Standard attention combines "Search" and "Retrieval".

  1. Search (Q, K): Find relevant past tokens.
  2. Retrieval (V): Extract their values.

However, standard attention forces you to always take the sum of retrieved values. If the search finds "weak matches" or "irrelevant strong matches" (distractors), the noise is added to the residual stream.

Intent ($I$) splits the responsibility:

  1. Q/K/V: "Find the best match you can."
  2. I (Intent): "Regardless of what you found, do I actually want this type of information right now?"

For example, if the model is currently predicting a verb, but an attention head specializes in retrieving adjectives, the Intent vector can simply set the gate to $\approx 0$ for that head's output, effectively turning it off for this specific timestep.

This dynamic gating is much more powerful than a static "head weight" because it changes per token.

4. Comparison with Other Approaches

Model Mechanism Val Loss Notes
neon016 Learned I ($W_I$) 1.255 Independent projection allows disjoint feature learning.
neon010 Gated by Q ($W_g Q$) 1.370 Q is constrained by positional matching duties.
neon052 Gated by Calc ($QW_q + \dots$) 1.345 Calc intent is correlated with Q/K/V.
neon005 Baseline (No Gate) 1.467 No filtering capability.
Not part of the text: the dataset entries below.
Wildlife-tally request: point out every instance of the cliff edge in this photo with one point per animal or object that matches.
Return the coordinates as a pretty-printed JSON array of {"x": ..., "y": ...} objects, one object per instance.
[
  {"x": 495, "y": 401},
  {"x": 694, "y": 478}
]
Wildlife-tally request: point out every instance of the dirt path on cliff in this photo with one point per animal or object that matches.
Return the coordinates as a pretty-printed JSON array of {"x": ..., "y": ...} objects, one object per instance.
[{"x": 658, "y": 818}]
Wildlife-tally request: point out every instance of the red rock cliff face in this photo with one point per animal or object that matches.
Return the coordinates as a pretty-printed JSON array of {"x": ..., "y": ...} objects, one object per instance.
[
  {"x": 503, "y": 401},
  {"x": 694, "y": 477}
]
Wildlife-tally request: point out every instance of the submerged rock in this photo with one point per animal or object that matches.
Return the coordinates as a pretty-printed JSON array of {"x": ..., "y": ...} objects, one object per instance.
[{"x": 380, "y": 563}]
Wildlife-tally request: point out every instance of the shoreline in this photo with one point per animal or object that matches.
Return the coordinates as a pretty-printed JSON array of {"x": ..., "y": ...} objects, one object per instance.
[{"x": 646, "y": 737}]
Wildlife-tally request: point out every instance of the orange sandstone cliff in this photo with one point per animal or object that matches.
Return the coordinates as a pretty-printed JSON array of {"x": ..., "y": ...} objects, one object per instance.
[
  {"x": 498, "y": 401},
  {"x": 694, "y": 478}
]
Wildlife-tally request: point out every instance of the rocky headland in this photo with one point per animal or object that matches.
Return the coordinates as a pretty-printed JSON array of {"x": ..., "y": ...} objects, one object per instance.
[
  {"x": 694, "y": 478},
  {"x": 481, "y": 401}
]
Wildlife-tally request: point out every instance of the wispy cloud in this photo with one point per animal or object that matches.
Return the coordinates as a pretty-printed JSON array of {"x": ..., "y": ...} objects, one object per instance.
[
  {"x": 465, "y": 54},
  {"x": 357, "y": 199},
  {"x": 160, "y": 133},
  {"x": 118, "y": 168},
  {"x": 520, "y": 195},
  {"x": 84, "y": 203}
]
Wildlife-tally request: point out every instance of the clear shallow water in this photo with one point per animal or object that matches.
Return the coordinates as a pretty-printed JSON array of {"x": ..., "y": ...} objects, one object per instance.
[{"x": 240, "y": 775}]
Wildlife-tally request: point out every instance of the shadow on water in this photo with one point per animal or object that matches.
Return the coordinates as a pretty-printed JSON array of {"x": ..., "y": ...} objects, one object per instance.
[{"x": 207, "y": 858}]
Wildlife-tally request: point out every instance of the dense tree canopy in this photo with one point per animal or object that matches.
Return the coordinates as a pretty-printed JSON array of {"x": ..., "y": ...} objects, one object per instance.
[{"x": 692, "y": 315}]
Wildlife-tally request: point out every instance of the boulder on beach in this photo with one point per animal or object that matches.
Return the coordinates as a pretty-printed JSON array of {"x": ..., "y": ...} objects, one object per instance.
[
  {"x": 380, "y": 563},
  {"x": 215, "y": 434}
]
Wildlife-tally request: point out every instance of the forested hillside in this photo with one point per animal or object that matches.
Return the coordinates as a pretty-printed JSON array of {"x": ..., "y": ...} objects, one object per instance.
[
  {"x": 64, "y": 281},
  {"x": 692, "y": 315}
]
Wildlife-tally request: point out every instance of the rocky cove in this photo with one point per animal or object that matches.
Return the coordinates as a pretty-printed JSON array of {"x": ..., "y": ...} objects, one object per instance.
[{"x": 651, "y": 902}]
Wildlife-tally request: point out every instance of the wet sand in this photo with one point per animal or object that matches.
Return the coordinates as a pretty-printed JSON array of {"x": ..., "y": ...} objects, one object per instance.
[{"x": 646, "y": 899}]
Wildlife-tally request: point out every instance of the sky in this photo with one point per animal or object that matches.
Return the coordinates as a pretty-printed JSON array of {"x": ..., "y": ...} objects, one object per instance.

The "Orthogonality" Hypothesis: The reason neon016 succeeds where calculated intent (neon052) fails is likely because the optimal "Intent" signal is orthogonal to the Q, K, and V signals.

  • $Q$ needs to encode position/relation.
  • $V$ needs to encode content.
  • $I$ needs to encode task state (e.g. "I am looking for a name").

Forcing $I$ to be derived from $Q, K, V$ (as in neon052) entangles these distinct needs. Giving $I$ its own independent weights ($W_I$) allows it to learn pure "task state" features without compromising the attentional search.

5. Hyperparameters & Cost

Parameter Cost:

  • Adds 1 linear projection ($d_{model} \times d_{model}$).
  • For d_model=256: Adds $65,536$ params per layer.
  • Total for 4 layers: ~262k parameters.
  • Overhead: ~7% increase over baseline (2.88M $\to$ 3.15M).

Efficiency:

  • The computational cost is negligible (one extra matmul and element-wise mult).
  • The gain in loss (-0.21 vs baseline) is equivalent to doubling the model size in standard scaling laws.
  • This makes neon016 extremely efficient.